Parallel to this, he contributes to the daily newspaper Combat, edited by Philippe Tesson, for which he makes an extensive report on the war in Northern Ireland as well as a number of reports on rural France.
June 1971: awarded eighth place in the philosophy agrégation, the highly competitive national competition for recruiting professors in France.
In September, under the supervision of the economist and historian Charles Betelheim (who introduces him to Louis Althusser), he declares his Master’s thesis topic, “impérialisme and colonialisme interne” [imperialism and internal colonialism].
In November, responding to André Malraux’s call to organize an international brigade in support of Bangladesh, he heads to India, then to Bangladesh itself, where he spends several months: first, as a war correspondent for the daily newspaper Combat, then as a temporary civil attaché in charge of planning for the young government headed by Mujibur Rahnan, the first president of Bangladesh.

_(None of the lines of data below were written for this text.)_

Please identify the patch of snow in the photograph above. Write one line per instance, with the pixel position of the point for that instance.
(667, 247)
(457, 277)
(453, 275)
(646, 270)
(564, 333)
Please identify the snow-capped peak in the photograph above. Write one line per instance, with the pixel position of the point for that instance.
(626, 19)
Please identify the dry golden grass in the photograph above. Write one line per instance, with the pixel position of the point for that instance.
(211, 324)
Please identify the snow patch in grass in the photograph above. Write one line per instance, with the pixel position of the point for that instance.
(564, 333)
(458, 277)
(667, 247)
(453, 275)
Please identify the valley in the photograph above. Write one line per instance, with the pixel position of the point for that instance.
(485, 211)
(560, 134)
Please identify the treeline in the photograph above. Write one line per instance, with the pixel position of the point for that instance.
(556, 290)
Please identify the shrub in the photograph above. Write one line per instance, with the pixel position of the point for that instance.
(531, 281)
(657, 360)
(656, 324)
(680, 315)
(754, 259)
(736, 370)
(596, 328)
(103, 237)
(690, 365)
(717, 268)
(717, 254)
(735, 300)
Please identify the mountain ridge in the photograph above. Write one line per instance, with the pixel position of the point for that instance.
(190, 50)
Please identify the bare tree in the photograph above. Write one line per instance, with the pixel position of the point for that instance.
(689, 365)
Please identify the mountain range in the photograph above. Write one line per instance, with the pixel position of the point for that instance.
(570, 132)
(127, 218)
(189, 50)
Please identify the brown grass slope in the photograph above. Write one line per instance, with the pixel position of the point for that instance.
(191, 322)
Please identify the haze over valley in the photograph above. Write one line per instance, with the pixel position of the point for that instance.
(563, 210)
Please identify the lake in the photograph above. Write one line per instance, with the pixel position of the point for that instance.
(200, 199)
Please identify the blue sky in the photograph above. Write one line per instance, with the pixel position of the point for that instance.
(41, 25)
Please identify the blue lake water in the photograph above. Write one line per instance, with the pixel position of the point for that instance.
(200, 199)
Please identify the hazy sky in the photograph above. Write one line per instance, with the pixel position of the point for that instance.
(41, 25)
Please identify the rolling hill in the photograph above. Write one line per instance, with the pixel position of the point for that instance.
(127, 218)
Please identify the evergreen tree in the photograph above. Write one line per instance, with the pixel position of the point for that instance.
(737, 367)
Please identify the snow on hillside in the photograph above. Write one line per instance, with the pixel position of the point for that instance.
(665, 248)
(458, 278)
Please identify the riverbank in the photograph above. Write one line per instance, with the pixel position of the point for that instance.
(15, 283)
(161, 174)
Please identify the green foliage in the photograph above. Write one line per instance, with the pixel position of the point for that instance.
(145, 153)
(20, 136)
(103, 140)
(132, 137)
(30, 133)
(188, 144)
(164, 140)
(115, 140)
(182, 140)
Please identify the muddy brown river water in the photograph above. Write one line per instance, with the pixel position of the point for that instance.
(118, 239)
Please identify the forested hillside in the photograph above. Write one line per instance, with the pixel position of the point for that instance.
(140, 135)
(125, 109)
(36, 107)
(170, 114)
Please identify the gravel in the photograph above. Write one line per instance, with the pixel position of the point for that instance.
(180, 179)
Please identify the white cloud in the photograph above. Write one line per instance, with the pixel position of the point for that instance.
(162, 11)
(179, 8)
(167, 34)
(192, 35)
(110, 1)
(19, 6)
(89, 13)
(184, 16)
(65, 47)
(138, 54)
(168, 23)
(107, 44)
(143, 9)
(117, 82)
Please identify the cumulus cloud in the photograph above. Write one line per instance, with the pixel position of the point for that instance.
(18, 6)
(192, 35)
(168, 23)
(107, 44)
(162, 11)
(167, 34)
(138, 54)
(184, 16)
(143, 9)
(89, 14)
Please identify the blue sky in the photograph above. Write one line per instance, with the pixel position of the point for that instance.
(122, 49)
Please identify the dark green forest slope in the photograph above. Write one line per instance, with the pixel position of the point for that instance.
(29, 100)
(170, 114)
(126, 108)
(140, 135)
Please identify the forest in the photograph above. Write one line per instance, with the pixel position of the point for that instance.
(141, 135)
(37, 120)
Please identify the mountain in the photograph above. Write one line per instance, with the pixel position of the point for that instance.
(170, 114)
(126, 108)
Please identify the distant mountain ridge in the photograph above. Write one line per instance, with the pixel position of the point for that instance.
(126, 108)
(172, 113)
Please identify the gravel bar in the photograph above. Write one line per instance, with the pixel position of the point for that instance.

This long visit to Bangladesh will supply the material for his first book, Bangladesh, Nationalisme dans la Révolution, published in 1973 in the prestigious series Cahiers Libres published by Les Editions Maspéro, one of the rallying points of the extreme left at the time. This work will be republished in 1985 by Le Livre de Poche, under the title Les Indes Rouges.
Upon returning to France he teaches at the Lycée de Luzarches near Paris, then, for two years at the Université de Strasbourg, where he teaches a course in epistemology, and then at the Ecole Normale Supérieure where he directs a seminar on the theme “Nietzsche’s Politics”. From a first marriage with Isabelle Doutreluigne (deceased in 2004), his daughter Justine-Juliette is born. Breaking with the ideology of the extreme left, he is chosen by François Mitterrand to join the think tank Le Groupe des Experts, including such figures as Michel Rocard, Laurent Fabius, Edith Cresson, Pierre Bérégovoy, Jacques Attali, and Jean-Pierre Chevènement. Asked to study the topic of joint worker–management control, he remains there, until 1976.
In anticipation of the legislative campaign in the Coutances (Manche) region of France, François Mitterrand chooses to place him on the list of candidates; however, for technical reasons, it will be impossible for Bernard-Henri Lévy to pursue the project to its ultimate conclusion in the elections of March 1973.
During this period, having attracted the attention of Françoise Verny, he joins the publishing house Grasset as the editor of three series (Enjeux, Figures, Théoriciens), before becoming the leader in 1976 of the “New Philosophers”, along with Jean-Paul Dollé, Christian Jambet, Guy Lardreau, André Glucksman, Jean-Marie Benoist among others.
He meets Philippe Tesson, edits the “Ideas” section of the daily newspaper Le Quotidien de Paris, contributes to Le Nouvel Observateur, and resigns his university position.